Nederlands

In alle beroepen waarvoor binnen de sector Gezondheidszorg en Welzijn opgeleid wordt, is taal ontzettend belangrijk. Je krijgt te maken met cliënten, collega’s en leidinggevenden. Met al deze mensen werk je door middel van taal samen. Je vergadert, overlegt, bespreekt zaken, geeft voorlichting en instructie en rapporteert.

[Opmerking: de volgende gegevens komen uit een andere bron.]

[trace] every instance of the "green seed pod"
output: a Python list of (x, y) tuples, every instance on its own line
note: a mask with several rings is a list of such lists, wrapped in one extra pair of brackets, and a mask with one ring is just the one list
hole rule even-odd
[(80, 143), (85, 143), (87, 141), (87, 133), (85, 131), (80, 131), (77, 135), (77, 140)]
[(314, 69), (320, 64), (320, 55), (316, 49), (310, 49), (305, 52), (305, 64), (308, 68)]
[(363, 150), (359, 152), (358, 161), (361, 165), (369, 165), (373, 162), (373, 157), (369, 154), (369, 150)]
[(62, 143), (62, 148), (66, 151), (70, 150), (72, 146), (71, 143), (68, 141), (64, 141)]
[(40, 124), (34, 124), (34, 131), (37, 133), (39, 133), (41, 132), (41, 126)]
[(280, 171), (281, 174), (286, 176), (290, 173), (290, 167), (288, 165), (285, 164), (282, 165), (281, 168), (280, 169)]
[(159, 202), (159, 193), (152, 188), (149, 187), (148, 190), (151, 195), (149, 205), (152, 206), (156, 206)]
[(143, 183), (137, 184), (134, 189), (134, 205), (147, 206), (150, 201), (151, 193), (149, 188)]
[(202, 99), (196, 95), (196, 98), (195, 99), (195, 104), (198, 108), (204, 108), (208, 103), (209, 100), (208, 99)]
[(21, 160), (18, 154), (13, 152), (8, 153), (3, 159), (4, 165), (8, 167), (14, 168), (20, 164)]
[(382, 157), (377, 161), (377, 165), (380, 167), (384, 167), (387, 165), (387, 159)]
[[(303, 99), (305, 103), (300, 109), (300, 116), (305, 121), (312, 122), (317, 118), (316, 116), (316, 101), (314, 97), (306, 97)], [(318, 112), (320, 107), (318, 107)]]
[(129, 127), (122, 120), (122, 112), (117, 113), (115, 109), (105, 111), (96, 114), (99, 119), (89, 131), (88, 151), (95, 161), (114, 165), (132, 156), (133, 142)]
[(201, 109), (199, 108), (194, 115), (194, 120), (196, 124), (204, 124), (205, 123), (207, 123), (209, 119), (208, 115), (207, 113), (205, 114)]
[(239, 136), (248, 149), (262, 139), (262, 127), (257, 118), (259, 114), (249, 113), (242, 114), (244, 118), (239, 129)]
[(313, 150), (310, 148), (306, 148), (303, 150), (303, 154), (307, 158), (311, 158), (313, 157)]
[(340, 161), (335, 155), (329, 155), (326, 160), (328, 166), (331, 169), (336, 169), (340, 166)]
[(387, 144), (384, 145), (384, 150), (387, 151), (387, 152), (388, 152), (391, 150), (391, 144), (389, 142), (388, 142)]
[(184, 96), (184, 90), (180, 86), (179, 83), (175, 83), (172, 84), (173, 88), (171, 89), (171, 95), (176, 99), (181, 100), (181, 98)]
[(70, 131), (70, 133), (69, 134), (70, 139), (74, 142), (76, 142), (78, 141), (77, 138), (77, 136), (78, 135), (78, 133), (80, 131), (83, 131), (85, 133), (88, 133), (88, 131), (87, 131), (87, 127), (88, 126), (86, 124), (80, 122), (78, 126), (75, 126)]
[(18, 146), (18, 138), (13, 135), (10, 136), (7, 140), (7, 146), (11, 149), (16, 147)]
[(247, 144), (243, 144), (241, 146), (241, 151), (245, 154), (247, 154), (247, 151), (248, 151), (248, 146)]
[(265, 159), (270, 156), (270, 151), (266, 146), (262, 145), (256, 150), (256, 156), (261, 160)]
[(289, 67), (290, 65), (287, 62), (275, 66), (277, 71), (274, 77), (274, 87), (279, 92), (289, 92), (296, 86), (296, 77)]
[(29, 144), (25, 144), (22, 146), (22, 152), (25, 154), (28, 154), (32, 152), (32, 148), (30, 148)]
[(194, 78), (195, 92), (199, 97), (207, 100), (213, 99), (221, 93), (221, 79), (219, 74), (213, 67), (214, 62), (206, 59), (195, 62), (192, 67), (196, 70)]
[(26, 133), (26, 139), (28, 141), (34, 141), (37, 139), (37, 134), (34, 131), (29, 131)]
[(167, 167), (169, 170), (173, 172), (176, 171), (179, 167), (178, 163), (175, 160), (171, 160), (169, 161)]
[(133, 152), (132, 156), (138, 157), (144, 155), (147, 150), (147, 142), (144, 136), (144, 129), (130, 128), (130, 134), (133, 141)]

Ook leren doe je door middel van taal. Je krijgt lesmateriaal, er worden zaken mondeling uitgelegd, je leest opdrachten en instructies en voert ze uit. Als je iets niet begrijpt door taalproblemen, heeft dit gevolgen voor je studie.

Daarom is Nederlands ook in het mbo een verplicht vak, met verplichte examens. De eisen aan de verschillende niveaus zijn duidelijk beschreven en je haalt je diploma niet met een onvoldoende beheersing van de Nederlandse taal.

In overleg met je docent gebruik je tijdens de lessen de methode 'Starttaal'. Deze methode bestaat uit:
-  Leerwerkboeken
-  Online oefenprogramma VIAStarttaal Online.
Daarnaast maken we gebruik van It’s Learning, onze elektronische leeromgeving. Je hebt dus bij elke les een laptop nodig.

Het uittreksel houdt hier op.